Nunca como ahora se promocionó tanto esta carne en la Argentina. Productores y hasta cocineros salieron a difundir los beneficios de consumir cortes porcinos. Baja grasa intramuscular y alta versatilidad hacen que esta opción deje su mala fama de lado
El chancho está de moda. Tras décadas de mala fama por su aparente aspecto poco saludable, hoy la carne de cerdo goza de una nueva etapa que lo ubica como una de las más recomendables por su versatilidad y sabor. Pero sobre todo, por su bajo contenido de grasa.
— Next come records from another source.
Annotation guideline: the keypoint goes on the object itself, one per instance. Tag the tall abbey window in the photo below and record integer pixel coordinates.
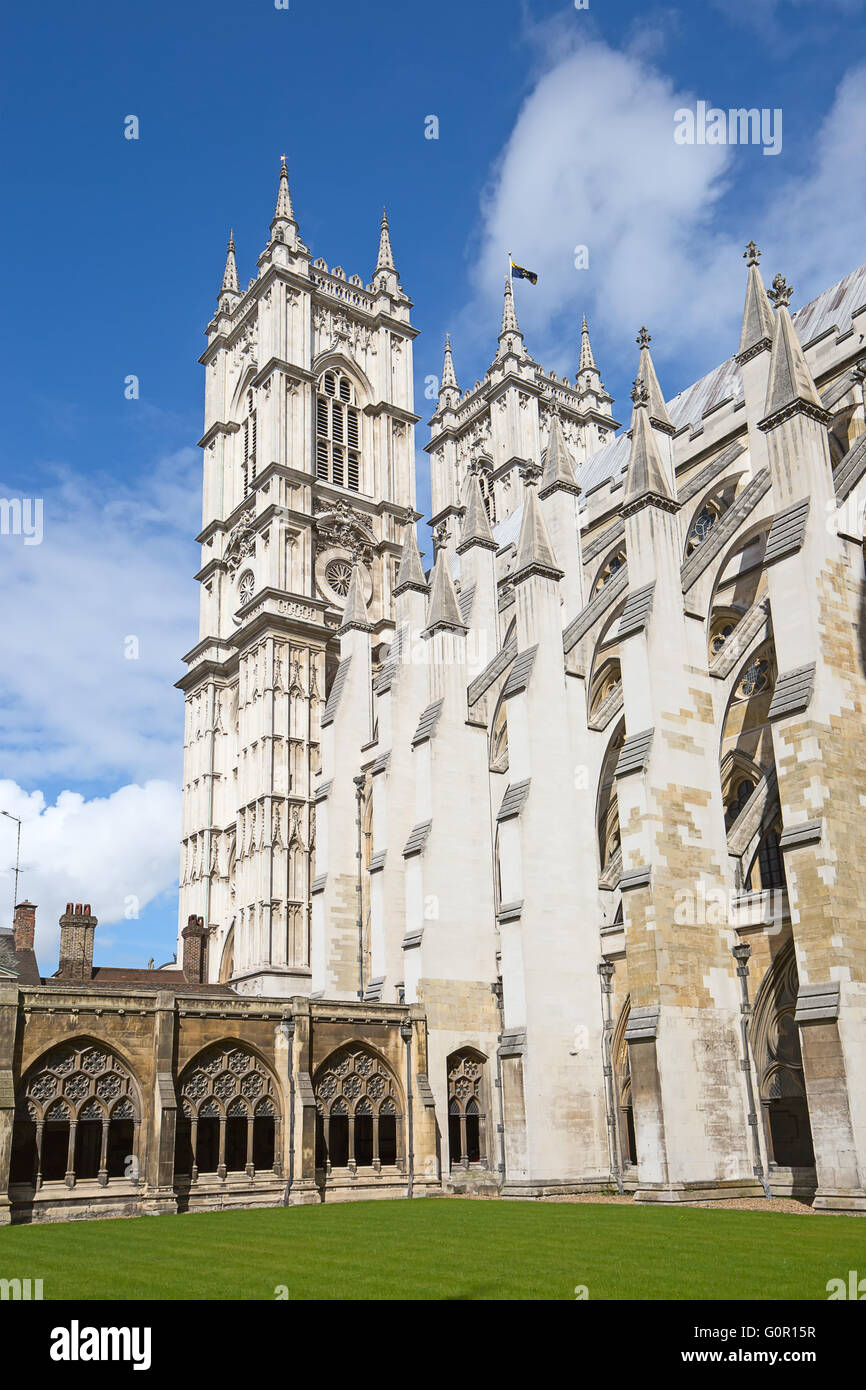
(249, 444)
(338, 456)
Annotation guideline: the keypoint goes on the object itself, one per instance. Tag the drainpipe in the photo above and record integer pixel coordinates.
(359, 792)
(605, 973)
(410, 1158)
(288, 1032)
(498, 993)
(741, 954)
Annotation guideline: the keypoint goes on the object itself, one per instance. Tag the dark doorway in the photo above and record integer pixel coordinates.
(88, 1146)
(363, 1140)
(388, 1140)
(207, 1155)
(24, 1153)
(338, 1137)
(235, 1143)
(121, 1141)
(54, 1150)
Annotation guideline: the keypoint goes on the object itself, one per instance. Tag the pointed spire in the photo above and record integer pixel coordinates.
(509, 317)
(756, 331)
(476, 524)
(284, 199)
(790, 387)
(410, 573)
(534, 549)
(444, 610)
(355, 610)
(385, 260)
(510, 328)
(230, 274)
(559, 464)
(587, 360)
(645, 478)
(647, 373)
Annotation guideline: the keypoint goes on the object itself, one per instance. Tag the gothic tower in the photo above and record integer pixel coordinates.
(309, 476)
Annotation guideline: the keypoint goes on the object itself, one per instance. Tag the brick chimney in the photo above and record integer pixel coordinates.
(195, 950)
(77, 927)
(24, 926)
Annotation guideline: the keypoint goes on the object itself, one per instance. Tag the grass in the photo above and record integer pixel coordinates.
(441, 1250)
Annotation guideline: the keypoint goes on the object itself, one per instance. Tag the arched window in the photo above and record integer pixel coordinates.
(466, 1109)
(609, 569)
(77, 1119)
(622, 1072)
(338, 456)
(701, 527)
(756, 677)
(768, 868)
(499, 741)
(603, 684)
(357, 1105)
(249, 445)
(230, 1115)
(488, 496)
(738, 794)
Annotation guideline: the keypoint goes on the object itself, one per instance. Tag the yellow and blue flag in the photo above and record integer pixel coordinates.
(521, 273)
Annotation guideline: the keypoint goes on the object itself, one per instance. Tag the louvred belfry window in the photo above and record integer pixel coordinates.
(338, 456)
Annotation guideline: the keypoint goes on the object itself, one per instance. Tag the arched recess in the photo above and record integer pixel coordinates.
(738, 584)
(603, 684)
(622, 1076)
(708, 510)
(498, 749)
(606, 809)
(747, 756)
(230, 1115)
(610, 565)
(469, 1127)
(780, 1066)
(359, 1112)
(77, 1118)
(227, 961)
(740, 777)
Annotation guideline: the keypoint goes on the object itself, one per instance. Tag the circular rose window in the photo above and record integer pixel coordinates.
(338, 574)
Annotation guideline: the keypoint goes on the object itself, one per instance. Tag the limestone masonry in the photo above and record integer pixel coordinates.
(535, 873)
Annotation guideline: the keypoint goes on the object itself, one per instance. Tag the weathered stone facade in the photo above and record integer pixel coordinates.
(535, 873)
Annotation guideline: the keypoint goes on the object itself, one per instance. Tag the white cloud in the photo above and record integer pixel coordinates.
(117, 852)
(116, 562)
(591, 160)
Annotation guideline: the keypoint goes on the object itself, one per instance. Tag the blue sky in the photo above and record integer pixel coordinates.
(555, 131)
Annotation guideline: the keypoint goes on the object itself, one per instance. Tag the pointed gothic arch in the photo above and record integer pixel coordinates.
(469, 1130)
(230, 1114)
(622, 1077)
(78, 1116)
(359, 1112)
(779, 1062)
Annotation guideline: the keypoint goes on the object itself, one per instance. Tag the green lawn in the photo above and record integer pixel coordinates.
(441, 1248)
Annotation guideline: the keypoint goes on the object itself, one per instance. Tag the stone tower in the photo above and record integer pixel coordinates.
(309, 477)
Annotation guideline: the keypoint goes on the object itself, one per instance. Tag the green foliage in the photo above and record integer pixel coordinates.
(442, 1248)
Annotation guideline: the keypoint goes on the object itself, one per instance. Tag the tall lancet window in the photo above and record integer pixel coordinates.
(249, 444)
(338, 456)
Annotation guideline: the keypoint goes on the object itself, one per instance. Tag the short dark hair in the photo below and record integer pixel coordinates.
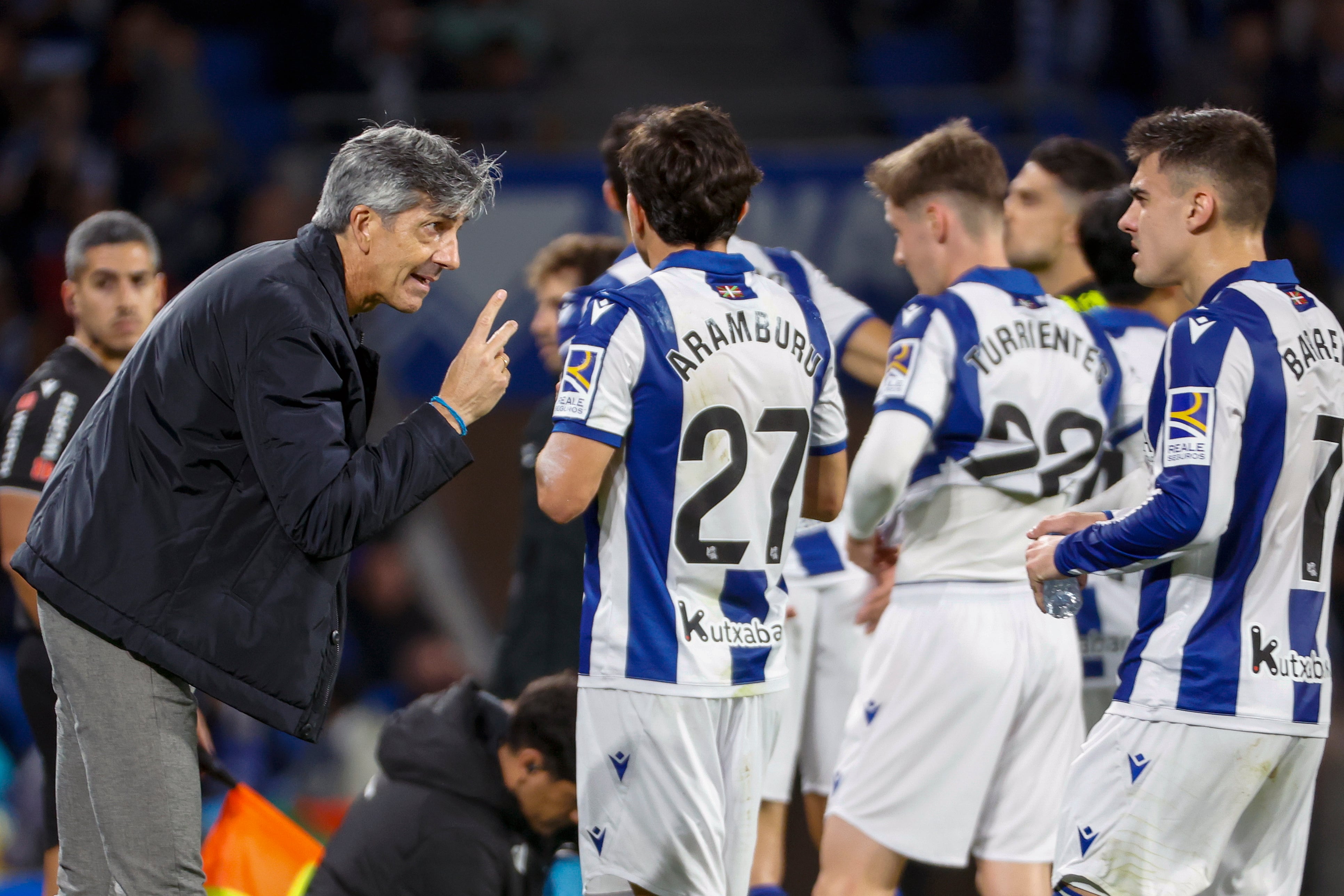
(589, 255)
(544, 720)
(1080, 164)
(1233, 148)
(952, 159)
(1108, 249)
(104, 229)
(613, 142)
(691, 174)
Pese a que en la Argentina aún reinan los cortes vacunos y el pollo, el cerdo es la carne más consumida en el mundo. Pero ahora una campaña local que involucra a productores y cocineros intenta posicionarla en el mercado al resaltar sus virtudes.
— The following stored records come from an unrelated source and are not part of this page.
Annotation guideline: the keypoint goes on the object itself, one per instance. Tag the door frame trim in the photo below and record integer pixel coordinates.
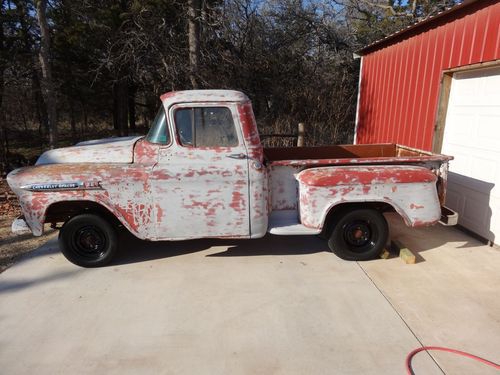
(444, 97)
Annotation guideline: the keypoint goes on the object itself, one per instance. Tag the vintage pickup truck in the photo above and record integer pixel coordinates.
(202, 172)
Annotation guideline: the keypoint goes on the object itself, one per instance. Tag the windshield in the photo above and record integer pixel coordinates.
(159, 132)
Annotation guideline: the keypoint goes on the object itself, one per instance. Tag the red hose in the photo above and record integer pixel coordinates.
(409, 370)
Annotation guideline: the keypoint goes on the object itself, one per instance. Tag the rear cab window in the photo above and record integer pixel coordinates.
(205, 127)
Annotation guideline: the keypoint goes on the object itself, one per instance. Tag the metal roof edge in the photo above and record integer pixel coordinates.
(429, 20)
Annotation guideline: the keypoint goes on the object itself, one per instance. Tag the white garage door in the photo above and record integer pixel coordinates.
(472, 136)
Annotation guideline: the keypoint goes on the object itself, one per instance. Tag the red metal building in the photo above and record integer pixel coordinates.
(400, 78)
(436, 86)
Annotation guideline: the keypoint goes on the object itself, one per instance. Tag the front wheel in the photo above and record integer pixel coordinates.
(88, 240)
(359, 234)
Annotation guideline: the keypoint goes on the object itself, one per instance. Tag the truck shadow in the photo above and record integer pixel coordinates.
(268, 245)
(419, 240)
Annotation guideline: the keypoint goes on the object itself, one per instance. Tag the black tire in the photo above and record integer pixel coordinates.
(358, 234)
(88, 240)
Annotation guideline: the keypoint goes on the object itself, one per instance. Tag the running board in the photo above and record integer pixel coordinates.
(286, 223)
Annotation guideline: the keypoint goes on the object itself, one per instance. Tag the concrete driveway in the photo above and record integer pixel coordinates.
(279, 305)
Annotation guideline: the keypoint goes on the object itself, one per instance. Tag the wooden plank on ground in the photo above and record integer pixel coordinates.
(385, 254)
(404, 253)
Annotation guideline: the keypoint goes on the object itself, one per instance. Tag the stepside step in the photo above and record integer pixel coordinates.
(286, 223)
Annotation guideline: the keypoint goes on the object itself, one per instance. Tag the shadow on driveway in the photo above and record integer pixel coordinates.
(134, 250)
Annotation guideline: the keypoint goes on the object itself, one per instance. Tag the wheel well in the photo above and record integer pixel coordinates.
(379, 206)
(60, 212)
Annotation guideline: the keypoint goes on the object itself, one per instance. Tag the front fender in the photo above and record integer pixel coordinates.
(122, 189)
(410, 190)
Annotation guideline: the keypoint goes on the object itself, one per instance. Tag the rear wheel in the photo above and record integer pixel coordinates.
(88, 240)
(358, 234)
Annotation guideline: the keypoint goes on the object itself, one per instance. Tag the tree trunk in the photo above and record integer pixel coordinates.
(131, 108)
(3, 145)
(120, 104)
(47, 81)
(194, 41)
(72, 119)
(41, 109)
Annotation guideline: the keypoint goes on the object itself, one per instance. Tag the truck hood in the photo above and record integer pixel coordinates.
(108, 150)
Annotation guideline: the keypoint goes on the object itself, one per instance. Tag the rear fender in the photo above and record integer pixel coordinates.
(410, 190)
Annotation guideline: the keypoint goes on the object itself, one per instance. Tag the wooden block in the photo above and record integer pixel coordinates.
(404, 253)
(385, 254)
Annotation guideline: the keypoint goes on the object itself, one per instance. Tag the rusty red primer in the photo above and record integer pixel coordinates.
(336, 176)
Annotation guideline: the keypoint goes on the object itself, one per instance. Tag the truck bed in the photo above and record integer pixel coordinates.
(284, 163)
(389, 153)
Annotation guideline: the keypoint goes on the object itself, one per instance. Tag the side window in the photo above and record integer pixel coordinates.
(158, 133)
(205, 127)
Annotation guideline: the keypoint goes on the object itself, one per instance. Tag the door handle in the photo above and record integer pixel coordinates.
(237, 156)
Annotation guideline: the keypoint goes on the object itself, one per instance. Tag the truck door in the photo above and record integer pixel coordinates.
(200, 183)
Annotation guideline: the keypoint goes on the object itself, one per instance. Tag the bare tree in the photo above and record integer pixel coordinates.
(3, 148)
(194, 41)
(47, 81)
Con avisos en la vía pública y hasta en los vagones del subte porteño, sumado a la Primera Guía de Gastronomía Porcina que acaban de editar Cabaña Argentina y el IAG, el plan para seducir comensales ya se largó y parece que la movida va por buen camino.
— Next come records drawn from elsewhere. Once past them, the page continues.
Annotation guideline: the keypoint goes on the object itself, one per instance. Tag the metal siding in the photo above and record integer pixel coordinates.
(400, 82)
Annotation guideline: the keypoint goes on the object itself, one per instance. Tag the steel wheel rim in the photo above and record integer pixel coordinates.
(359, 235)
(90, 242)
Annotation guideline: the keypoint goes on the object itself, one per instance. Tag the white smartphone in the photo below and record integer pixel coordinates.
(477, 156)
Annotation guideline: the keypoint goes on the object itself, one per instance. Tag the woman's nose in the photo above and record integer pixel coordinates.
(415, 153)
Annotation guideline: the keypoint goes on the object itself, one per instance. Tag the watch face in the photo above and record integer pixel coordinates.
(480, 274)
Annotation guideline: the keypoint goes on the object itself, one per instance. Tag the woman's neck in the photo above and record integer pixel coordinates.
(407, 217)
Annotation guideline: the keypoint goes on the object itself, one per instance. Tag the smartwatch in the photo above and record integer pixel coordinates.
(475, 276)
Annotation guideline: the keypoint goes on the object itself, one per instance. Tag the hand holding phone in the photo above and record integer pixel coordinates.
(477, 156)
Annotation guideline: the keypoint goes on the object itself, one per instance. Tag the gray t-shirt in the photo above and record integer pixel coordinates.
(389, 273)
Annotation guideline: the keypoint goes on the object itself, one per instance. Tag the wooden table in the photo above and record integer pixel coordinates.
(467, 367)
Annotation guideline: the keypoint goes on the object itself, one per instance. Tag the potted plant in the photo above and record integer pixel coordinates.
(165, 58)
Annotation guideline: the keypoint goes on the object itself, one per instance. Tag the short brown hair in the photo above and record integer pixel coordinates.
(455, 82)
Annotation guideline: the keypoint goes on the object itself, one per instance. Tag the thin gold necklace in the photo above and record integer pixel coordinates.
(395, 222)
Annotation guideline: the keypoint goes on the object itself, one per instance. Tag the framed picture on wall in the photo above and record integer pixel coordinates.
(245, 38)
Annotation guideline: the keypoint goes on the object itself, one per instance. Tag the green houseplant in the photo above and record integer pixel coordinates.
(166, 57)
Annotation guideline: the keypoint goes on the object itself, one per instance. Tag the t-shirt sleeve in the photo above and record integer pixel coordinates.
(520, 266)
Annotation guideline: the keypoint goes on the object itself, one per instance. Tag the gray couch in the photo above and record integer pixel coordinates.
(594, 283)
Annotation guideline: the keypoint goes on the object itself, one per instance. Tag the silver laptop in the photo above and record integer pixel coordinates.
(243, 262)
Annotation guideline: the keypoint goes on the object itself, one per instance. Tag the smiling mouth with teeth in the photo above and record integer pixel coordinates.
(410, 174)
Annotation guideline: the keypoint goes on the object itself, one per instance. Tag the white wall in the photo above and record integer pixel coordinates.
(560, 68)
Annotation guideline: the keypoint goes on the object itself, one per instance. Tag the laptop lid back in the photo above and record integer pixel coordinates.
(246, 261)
Diciembre, el mes de las fiestas, es casi una invitación a consumir cerdo. Los múltiples cortes que permite este animal hacen posible infinidad de recetas: desde el pechito a la parrilla hasta la bondiola especiada, el chancho argentino es hoy tan prometedor que hasta se lo puede preparar como las tradicionales milanesas caseras.
Según los datos que arroja un análisis de sus fibras, a su alto valor proteico se le deben agregar una buena cantidad de vitaminas B y E, hierro, zinc y ácidos grasos esenciales para el organismo. Es decir que al contrario de lo que muchos suponen, el cerdo es más sano que muchos cortes vacunos.
Sin ir más lejos, el carré tiene las mismas calorías que la pechuga de pollo, la presa más magra. Y eso no es todo: junto con el solomillo, esta pieza se caracteriza por tener poca cantidad de grasa intramuscular. El 70% del tejido adiposo de los porcinos está debajo de su piel y no entre sus fibras.
Con estas cualidades el consumidor ya no lo queda más opción que probarlo. Pero para eso debe saber elegirlo. Lo ideal es que presente un color rosado, con la grasa blanca y firme y una textura fina. El cerdo no despide olor fuerte, por lo cual es clave tener en cuenta su aspecto antes de pasar por la caja.
Ahora el asunto pasa por cómo cocinarlo. Y aquí van las opciones de acuerdo con el corte y las variantes. El carré, uno de los más difundidos, queda bien al horno mechado con ciruelas y panceta, con guarnición de manzanas. El cerdo es la carne que mejor combina con frutas y dulces.
Las piezas parrilleras por excelencia son el pechito, el matambrito, la manta y el costillar. Aunque también admiten cocciones horneadas. Y otros cortes como la bondiola, el churrasquito y la paleta son candidatos al guisado, por su textura menos uniforme.
Sin dudas el cuarto trasero o jamón es la pieza más famosa y comercializada, ya que se puede consumir crudo, cocido y hasta braseado. Pero otros segmentos del cuerpo porcino también son tradicionales de recetas criollas, como las manitos en el locro, que aportan gusto al clásico plato de la Independencia.